Patroni: A Template for PostgreSQL HA with ZooKeeper, Etcd, or Consul

ZalandoTech · on April 14, 2017

Zalando open source evangelist here. Some of my colleagues are on this thread, taking your questions. Meanwhile, wanted to plug a few other Postgres/K8s projects we're working on:

-- Spilo: HA PostgreSQL cluster using Docker (https://github.com/zalando/spilo)

-- kube-ingress-aws-controller: Configures AWS Load Balancers according to Kubernetes Ingress resources (https://github.com/zalando-incubator/kube-ingress-aws-contro...)

-- external-dns: a Kubernetes Incubator collaboration. Configure external DNS servers (AWS Route53, Google CloudDNS and others) for Kubernetes Ingresses and Services. (https://github.com/kubernetes-incubator/external-dns)

We also have several older Postgres-related tools listed here: http://zalando.github.io/.

Users and contributors very welcome; just drop a line in our projects' Issues Trackers.

jchw · on April 14, 2017

Looking forward to external-dns being merged. DNS records are probably the last thing in our Kubernetes cluster that isn't automated.

I'm still not sold on using ALBs for Ingress resources. ALB is clearly superior to ELB when using them for the same things, but it seems like ALB costs will soar when using ALBs as Ingress controllers since they increased the rule limit and subsequently started charging on them. Still, the alternative of having four layers for every route seems nearly as undesirable. I really don't want ALB -> nginx -> kube-proxy -> container.

hjacobs · on April 14, 2017

This is a bit off topic, but the mentioned Ingress controller (https://github.com/zalando-incubator/kube-ingress-aws-contro...) is not using the ALB rules, it just provisions ALBs with the right SSL certificate and points to some HTTP proxy doing the actual host/path routing (e.g. Skipper). See http://kubernetes-on-aws.readthedocs.io/en/latest/admin-guid...

bogomipz · on April 14, 2017

I am curious did you look at Govenor(postres template for HA with etcd) before writing Patroni?

https://github.com/compose/governor

If you did can you comment on how these might compare and why you decided to write your own?
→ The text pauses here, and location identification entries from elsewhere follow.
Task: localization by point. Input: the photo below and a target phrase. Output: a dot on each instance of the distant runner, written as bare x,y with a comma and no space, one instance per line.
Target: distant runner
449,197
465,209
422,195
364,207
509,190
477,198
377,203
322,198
Thanks!

hjacobs · on April 14, 2017

I guess you did not look into Patroni's README, as it states:

> Patroni originated as a fork of Governor, the project from Compose. It includes plenty of new features.

Governor's git repo seems to have no recent activity (last commit 11 months ago).

bogomipz · on April 14, 2017

Indeed I missed that, my bad. But anyway the README states:

>"Patroni originated as a fork of Governor, the project from Compose. It includes plenty of new features."

But it doesn't say what those features are. So I guess I'm curious what those features are without having to watch a whole youtube video. Or why they didn't submit PRs to Govenor for the added functionality.

CyberDem0n · on April 14, 2017

Compose guys are kind of happy with existing functionality of Governor and didn't really wanted to add something new. That was the main reason of making a fork.

If you read a further comments to this news you can get familiar with the part of new functionality of Patroni comparing to Governor.

bogomipz · on April 14, 2017

Thanks. Yeah I've been making my way through the video - "Elephants on Automatic: HA Clustered PostgreSQL with Helm"

and its discussed at the 15:57 minute mark here if anyone else is interested:

https://www.youtube.com/watch?v=CftcVhFMGSY

Cheers.

CyberDem0n · on April 14, 2017

You also can have a look on slides of my talk about at PGConf.US 2017: https://www.slideshare.net/AlexanderKukushkin1/patroni-ha-po...

Talk was also recorded but video is not yet published.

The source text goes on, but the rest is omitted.